- Students will know the appropriate vocabulary and practice the use of future tenses.
- Students practice presenting a problem finding a solution and analyzing the consequences.
Teacher prepares textbooks or handouts if necessary.
Students can be asked to prepare pro and con arguments before class using the specific prechosen materials.
Part 1: Teacher announces the topic and objectives of the lesson. Teacher explains the core clash points in this discussion: what is humane? why is it OK to hunt? do animals have right? etc.
Part 2: Teacher moderates a class discussion in form of brainstorming. All the ideas, pro and con, are written down on the blackboard. As a result of this brainstorming, there should be at least 4-5 claims on either side of the motion.

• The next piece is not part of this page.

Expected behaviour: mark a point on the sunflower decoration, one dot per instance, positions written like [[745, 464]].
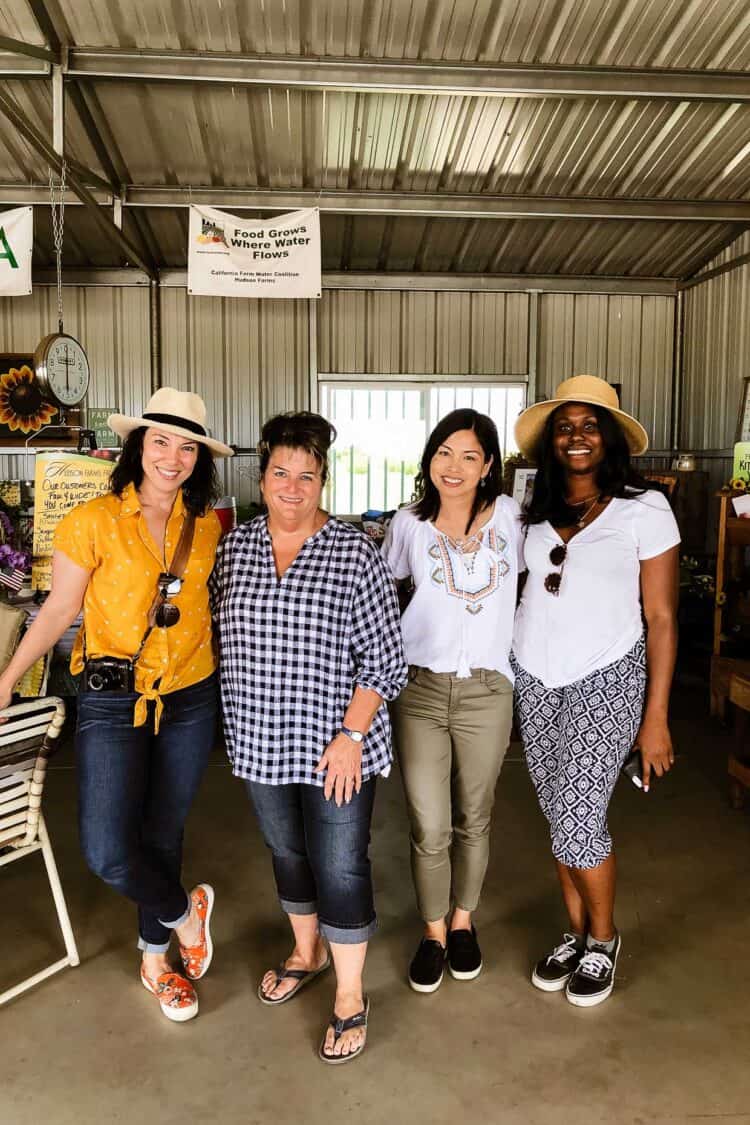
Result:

Part 3: Students need to pair up and are given either the affirmative or the negative side to prepare by the teacher. Students have to prepare at least 3 arguments on their side.
Part 4: Teacher chooses the first affirmative pair to present one of their arguments to the class. Then a negative pair is asked to reply and present their argument. Next affirmative pair will reply and present their own argument and so on changing sides until all the different arguments have been presented by the class.
Teacher analyses the debate and gives feedback on the logic of arguments and rebuttals. Class can review the main clash points previously discussed.
Class can choose the best arguments and vote which pair did the best job.